# Breakfast at the Frat: A Time Series Analysis

Sales and promotion information on the top five products from each of the top three brands within four selected categories (mouthwash, pretzels, frozen pizza, and boxed cereal), gathered from a sample of stores over 156 weeks.

- Unit sales, households, visits, and spend data by product, store, and week
- Base Price and Actual Shelf Price, to determine a product’s discount, if any
- Promotional support details (e.g., sale tag, in-store display), if applicable for the given product/store/week
- Store information, including size and location, as well as a price tier designation (e.g., upscale vs. value)
- Product information, including UPC, size, and description

To identify outliers, it is suggested to look at

- The ratio of units vs. number of visits
- The ratio of visits vs. number of households
- Some items that may be out-of-stock or discontinued for a store

**Source:** https://www.dunnhumby.com/source-files/

In [None]:
from pyspark.sql import Row, SparkSession

In [None]:
spark = SparkSession.builder \
    .appName("breakfast") \
    .getOrCreate()

In [None]:
product_data_folder = "dataset/products"
store_data_folder = "dataset/stores"
transaction_data_folder = "dataset/transactions"

### Perform ETL to Answer the Following Questions

1. What is the range of prices offered on products?
1. What is the impact on units/visit of promotions by geographies?
1. Which products would you lower the price to increase sales?

In [None]:
product_df = spark.read.option("header", True).csv(product_data_folder)

In [None]:
transaction_df = spark.read.option("header", True).csv(transaction_data_folder)

In [None]:
product_df.createOrReplaceTempView("products")
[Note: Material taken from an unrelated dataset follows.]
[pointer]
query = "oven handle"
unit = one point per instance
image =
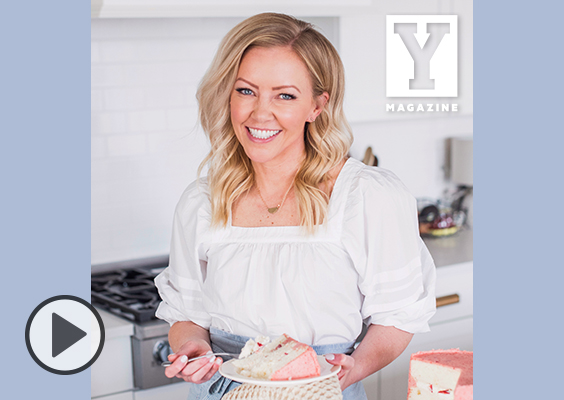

transaction_df.createOrReplaceTempView("transactions")

In [None]:
df = spark.sql("""
    select
        *
        
    from transactions
    join products
    on 
        transactions.upc = products.upc
""")

In [None]:
df.show(1)

In [None]:
spark.sql("""
    select
        products.upc
        , min(price)
        , max(price)
        , description
        , category
        
    from transactions
    join products
    on 
        transactions.upc = products.upc
    group by
        1, 4, 5
""").show(3)